A dor é essencial, mas não a mesma sempre. Varia de intensidade, de acordo com o estímulo, que pode ser a batida do dedo do pé na quina de um móvel, a picada de uma formiga ou a fratura de um osso. Isso sem falar nos aspectos subjetivos, que influenciam como cada indivíduo lida com a dor, desenvolvidos por meio de experiências, com o sentimento no início da vida.  Mas, se ela existe para mostrar que algo não está bem, é esperado que seja breve e desapareça após o problema ser resolvido, correto? A questão é, no caso de uma doença que não tem cura, o problema é sem solução e, portanto, há a persistência da dor. Aliviar esse sintoma e proporcionar mais qualidade de vida aos pacientes tem sido, há décadas, a preocupação de médicos e demais profissionais da saúde que tratam de pacientes oncológicos.  Atualmente, 30% dos pacientes com câncer sentem dor.

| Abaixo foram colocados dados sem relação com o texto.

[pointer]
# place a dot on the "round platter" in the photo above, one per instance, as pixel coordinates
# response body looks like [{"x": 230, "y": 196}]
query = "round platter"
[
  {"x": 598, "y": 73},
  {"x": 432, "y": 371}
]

Há trinta anos, a Organização Mundial de Saúde (OMS) já questionava os tratamentos existentes e defendia que a dor era um sintoma desnecessário. Em pleno século XXI, pacientes do mundo inteiro continuam sofrendo com ela.  Em 2014, nos Estados Unidos e na Europa, entre 52% a 82% dos pacientes com dor foram tratados de maneira inadequada, recebendo doses de medicamento menores que o necessário para o alívio do sintoma. Fato, esse, que levou a Sociedade Europeia de Oncologia Médica (ESMO), em 2018, a publicar um guia prático para o tratamento da dor em oncologia. Para o Dr. Gilson Delgado, médico oncologista e diretor técnico  do Instituto de Oncologia de Sorocaba (IOS), isso ocorre por desconhecimento dos profissionais da saúde em lidar com a questão. “A dor é preconizada entre médicos e enfermeiros da área oncológica, que tratam o assunto como se fosse assim mesmo. Dizem: ‘não vamos usar morfina, pois pode viciar. Este e outros mitos e conceitos que fazem as pessoas sofrerem’”, analisa o especialista.

A dor, no caso dos pacientes oncológicos, pode ser provocada pelo próprio tumor, que durante a disseminação exerce pressão nos nervos, ocasionando o sintoma. Também pelas cirurgias para a retirada dos tumores sólidos, pois o processo causa lesões, além das provocadas pelos tratamentos de quimioterapia e radioterapia. Os métodos empregados de analgesia variam de acordo com a intensidade da dor, explica Dr. Gilson. “Se a dor for menos intensa, são empregados analgésicos e, se for intensa, opioides. No Brasil, o uso de morfina e outros opioides estão liberados, mas os médicos ainda têm resistência em usar a quantidade necessária”, afirma o oncologista que soma 40 anos de experiência na área.

No Brasil, a expectativa é de 15 milhões de novos casos de câncer até 2020, segundo a OMS. Isso significa um milhão a mais do que no penúltimo levantamento feito em 2012.  Segundo Dr. Gilson, é passada a hora de dar dignidade a essas pessoas em um momento tão delicado. “Nossos pacientes não devem, não podem e não precisam sentir dor”, frisa.